Marc’s jaw dropped. That was the year he met her. He didn’t know how to respond.
“We couldn’t tell anyone, obviously, because of the age difference, but I didn’t care.”He started getting a far-away look in his eyes, smiling, thinking of his past. “She used to to look up at me, from her dark green eyes, and say, ‘John, I’m the luckiest girl alive.’ Things changed after I turned eighteen though. Told me it wasn’t worth it, we would get into trouble. I wasn’t worth it. Said we should just be friends.”
Marc was shaking his head. This isn’t happening he thought. This was hard for Marc to hear, because he remembered the same things. They would be sitting somewhere, holding hands, getting lost in Talia’s green Irises. ‘Mark,’ she would say, ‘I’m the luckiest girl alive.’ He believed her. Then, when he turned eighteen, she told him she wanted to be friends. Marc was scared and confused. He started to cry. He hadn’t cried since his eighteenth birthday.
“Marc?” John asked, “Did I say something?”
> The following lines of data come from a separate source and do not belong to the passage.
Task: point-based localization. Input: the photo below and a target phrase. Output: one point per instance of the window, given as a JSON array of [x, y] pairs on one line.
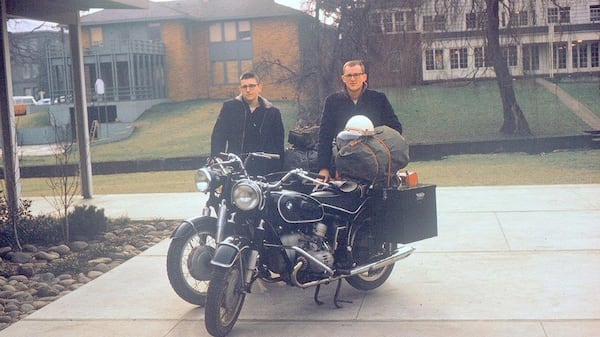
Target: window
[[476, 20], [434, 59], [481, 58], [458, 58], [431, 23], [375, 23], [559, 15], [521, 18], [594, 56], [215, 32], [579, 53], [153, 30], [399, 22], [553, 15], [388, 23], [471, 20], [392, 22], [230, 31], [531, 57], [510, 55], [595, 13], [229, 72], [565, 14], [559, 53]]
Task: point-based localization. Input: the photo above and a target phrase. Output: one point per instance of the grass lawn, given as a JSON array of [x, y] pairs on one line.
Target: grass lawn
[[462, 112], [431, 113], [587, 93], [569, 167]]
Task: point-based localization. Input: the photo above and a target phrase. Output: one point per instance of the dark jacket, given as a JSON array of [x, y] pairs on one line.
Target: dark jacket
[[338, 109], [240, 131]]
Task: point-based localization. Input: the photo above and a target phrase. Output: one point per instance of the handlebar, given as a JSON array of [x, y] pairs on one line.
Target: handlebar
[[231, 158], [313, 177]]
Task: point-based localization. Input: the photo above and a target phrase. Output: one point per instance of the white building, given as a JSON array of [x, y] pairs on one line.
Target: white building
[[539, 37]]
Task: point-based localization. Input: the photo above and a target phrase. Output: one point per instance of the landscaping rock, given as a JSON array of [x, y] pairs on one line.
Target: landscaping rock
[[31, 284]]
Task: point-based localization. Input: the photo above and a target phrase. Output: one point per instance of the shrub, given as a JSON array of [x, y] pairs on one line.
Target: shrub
[[41, 229], [7, 230], [87, 221]]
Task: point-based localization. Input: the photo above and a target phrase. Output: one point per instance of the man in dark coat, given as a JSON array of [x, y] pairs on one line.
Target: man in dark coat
[[355, 99], [250, 123]]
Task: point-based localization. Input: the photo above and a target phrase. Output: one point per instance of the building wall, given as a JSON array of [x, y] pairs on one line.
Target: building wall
[[182, 70], [277, 39]]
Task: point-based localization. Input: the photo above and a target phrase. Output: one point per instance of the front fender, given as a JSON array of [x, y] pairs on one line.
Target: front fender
[[194, 225], [229, 250]]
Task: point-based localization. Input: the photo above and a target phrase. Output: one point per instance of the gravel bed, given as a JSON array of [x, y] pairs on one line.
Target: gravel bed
[[34, 277]]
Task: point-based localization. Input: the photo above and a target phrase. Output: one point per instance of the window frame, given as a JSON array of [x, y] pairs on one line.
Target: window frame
[[459, 58], [432, 62]]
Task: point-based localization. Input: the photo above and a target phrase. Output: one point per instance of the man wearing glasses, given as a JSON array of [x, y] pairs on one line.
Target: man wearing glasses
[[250, 123], [355, 99]]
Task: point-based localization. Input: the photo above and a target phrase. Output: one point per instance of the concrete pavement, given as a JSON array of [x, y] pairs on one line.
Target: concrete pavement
[[508, 261]]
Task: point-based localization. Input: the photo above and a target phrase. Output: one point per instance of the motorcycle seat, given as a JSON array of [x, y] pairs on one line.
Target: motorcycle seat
[[344, 195]]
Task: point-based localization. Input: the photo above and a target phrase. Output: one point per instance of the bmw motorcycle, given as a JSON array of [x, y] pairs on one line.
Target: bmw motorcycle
[[194, 241], [306, 239]]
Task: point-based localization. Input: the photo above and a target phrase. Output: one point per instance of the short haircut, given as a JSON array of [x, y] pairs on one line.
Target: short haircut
[[353, 63], [249, 75]]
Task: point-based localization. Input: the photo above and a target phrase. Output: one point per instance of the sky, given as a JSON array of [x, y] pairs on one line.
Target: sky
[[28, 25], [290, 3]]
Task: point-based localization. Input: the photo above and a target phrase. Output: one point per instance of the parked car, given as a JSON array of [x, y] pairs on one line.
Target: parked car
[[21, 103]]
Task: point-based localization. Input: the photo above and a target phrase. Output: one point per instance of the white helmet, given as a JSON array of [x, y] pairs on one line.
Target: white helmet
[[360, 123]]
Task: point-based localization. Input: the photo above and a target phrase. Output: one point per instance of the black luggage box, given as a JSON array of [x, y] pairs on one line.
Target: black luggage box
[[405, 214]]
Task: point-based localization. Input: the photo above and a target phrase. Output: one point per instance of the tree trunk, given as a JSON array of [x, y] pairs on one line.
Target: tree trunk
[[514, 119]]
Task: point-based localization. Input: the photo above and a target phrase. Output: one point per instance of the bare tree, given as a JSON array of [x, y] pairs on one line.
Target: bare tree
[[350, 18], [64, 183], [514, 119]]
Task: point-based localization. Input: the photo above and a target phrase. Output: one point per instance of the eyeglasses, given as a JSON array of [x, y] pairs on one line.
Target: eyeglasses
[[349, 76], [248, 86]]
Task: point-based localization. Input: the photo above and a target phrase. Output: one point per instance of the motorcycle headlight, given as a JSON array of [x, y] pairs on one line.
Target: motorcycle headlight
[[246, 195], [203, 179]]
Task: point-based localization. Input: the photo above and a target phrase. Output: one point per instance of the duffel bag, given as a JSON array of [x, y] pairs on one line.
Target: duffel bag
[[374, 158]]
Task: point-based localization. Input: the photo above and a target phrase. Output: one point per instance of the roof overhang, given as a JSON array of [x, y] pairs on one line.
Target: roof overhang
[[64, 11]]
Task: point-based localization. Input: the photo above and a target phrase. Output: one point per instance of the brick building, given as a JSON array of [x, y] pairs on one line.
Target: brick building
[[206, 45]]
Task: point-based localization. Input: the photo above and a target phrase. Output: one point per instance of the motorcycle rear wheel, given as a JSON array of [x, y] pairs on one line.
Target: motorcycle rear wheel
[[366, 249], [186, 253], [224, 301]]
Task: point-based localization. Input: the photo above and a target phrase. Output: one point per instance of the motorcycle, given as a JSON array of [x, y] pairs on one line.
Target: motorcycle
[[277, 234], [194, 241]]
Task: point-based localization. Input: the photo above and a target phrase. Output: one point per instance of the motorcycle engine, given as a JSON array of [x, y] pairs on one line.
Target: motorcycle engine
[[314, 243]]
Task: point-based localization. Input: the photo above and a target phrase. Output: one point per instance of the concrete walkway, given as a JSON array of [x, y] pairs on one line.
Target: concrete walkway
[[578, 108], [508, 261]]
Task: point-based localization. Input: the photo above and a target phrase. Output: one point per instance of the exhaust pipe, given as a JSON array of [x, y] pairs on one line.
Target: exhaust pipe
[[397, 255]]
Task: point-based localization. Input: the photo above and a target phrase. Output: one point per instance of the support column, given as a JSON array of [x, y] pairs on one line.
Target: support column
[[7, 122], [80, 107]]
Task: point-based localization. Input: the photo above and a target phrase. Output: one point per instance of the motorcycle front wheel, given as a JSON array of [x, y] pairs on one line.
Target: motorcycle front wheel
[[188, 263], [224, 301], [366, 249]]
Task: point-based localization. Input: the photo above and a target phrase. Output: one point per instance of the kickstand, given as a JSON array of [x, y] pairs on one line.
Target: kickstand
[[337, 301], [316, 297]]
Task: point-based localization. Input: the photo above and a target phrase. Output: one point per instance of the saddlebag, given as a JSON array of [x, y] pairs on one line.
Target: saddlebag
[[405, 214]]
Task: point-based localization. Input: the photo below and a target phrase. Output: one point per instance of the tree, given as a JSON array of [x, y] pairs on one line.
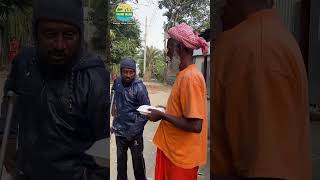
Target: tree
[[125, 39], [155, 65], [193, 12], [15, 20]]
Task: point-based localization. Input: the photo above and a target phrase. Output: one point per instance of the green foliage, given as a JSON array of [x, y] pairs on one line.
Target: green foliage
[[155, 64], [125, 39], [193, 12]]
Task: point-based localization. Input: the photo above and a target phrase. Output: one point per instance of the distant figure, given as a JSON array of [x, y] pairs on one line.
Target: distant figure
[[128, 124], [181, 137], [13, 49], [260, 105]]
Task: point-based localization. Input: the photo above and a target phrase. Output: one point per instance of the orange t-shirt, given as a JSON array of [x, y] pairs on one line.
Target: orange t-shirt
[[188, 99], [260, 102]]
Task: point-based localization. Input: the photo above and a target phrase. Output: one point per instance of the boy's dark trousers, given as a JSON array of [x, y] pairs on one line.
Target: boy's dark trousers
[[136, 148]]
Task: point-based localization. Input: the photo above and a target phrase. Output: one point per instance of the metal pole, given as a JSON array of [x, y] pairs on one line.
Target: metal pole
[[145, 48], [112, 100], [12, 97]]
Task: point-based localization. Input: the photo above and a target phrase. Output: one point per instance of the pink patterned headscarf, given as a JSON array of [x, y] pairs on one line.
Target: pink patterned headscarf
[[185, 35]]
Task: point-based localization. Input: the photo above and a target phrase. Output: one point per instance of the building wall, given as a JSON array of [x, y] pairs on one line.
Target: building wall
[[290, 11]]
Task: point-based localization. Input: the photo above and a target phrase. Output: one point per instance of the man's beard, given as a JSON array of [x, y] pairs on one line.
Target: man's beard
[[56, 71], [173, 66]]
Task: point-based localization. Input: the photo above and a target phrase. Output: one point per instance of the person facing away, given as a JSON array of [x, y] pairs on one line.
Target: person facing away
[[128, 123], [181, 137], [63, 99], [260, 106]]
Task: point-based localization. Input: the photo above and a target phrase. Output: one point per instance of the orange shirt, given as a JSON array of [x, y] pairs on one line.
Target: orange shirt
[[188, 99], [260, 106]]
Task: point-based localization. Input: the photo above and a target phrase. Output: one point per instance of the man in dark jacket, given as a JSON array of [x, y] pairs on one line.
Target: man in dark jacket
[[63, 99], [128, 124]]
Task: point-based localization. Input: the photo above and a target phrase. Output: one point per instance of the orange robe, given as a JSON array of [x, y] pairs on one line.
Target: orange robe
[[260, 107]]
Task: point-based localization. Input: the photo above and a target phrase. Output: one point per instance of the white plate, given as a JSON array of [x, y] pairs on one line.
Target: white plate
[[144, 109]]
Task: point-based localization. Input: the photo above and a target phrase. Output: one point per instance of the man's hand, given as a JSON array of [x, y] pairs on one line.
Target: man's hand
[[155, 115], [160, 106], [114, 111]]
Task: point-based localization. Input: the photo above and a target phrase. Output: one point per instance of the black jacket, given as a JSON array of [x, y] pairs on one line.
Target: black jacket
[[58, 119], [128, 122]]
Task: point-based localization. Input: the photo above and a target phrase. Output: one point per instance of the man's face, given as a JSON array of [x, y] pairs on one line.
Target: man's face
[[174, 56], [170, 48], [58, 42], [128, 75]]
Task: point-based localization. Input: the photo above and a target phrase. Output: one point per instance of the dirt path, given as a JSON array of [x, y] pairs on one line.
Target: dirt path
[[159, 95]]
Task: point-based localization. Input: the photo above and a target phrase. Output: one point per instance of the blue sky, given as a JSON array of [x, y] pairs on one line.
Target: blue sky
[[156, 19]]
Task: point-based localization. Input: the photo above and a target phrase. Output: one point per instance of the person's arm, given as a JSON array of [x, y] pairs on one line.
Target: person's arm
[[10, 85], [193, 102], [113, 105], [187, 124], [143, 96], [143, 99], [99, 103]]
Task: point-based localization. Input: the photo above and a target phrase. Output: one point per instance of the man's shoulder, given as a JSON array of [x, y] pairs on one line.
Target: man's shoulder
[[24, 56]]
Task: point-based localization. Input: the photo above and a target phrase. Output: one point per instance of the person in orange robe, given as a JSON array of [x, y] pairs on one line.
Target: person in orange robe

Marc shook his head. “She played us.” He sighed, and wiped his hand across his face. She played us.
John was still confused. “What do you mean?”
“She used to say those same things to me.”
“What? I don’t believe you. “
“It’s true. I was in love with her too John.”
John didn’t want to believe it. Talia was the one thing in the world that was never supposed to change for him, and now her whole world was changing. He looked back to his laptop. The screen was showing a map of illinois, with a red dot for where the cell phone is.
“Uhm, I can’t deal with this.” Talia loves me he thought to himself. “I have to find her.”
    Marc looked down. He understood. John didn’t want to lose Talia, even if she was just a thought in his head.
“I found her!!” John shouted it. “That’s weird, she’s in Champagne.”
“No way.”
“DUDEDUDEDUDE SHE’S IN OUR SCHOOL!”
Marc looked up. “What?”
John started dialing her number. He put the phone to his ear.
Just then Marc heard a faint ringing noise.
“Oh my god is that her phone??” Marc and John jumped up and walked toward the ringing. It was coming from the end of the hall. Neither boy could believe it. They were about to see Talia Bennett.
John reached the door first, and paused. “Do we want to go in?”
“Of course!!”
Marc tested the door, it was unlocked. He pushed the door open a crack. He could hear her voice.
He was about to open it all the way, when he heard something that he thought he would never hear again. John pressed his ear to the crack.
Talia’s sing-songy voice flowed through the door.
“You know something Max? I’m the luckiest girl alive.”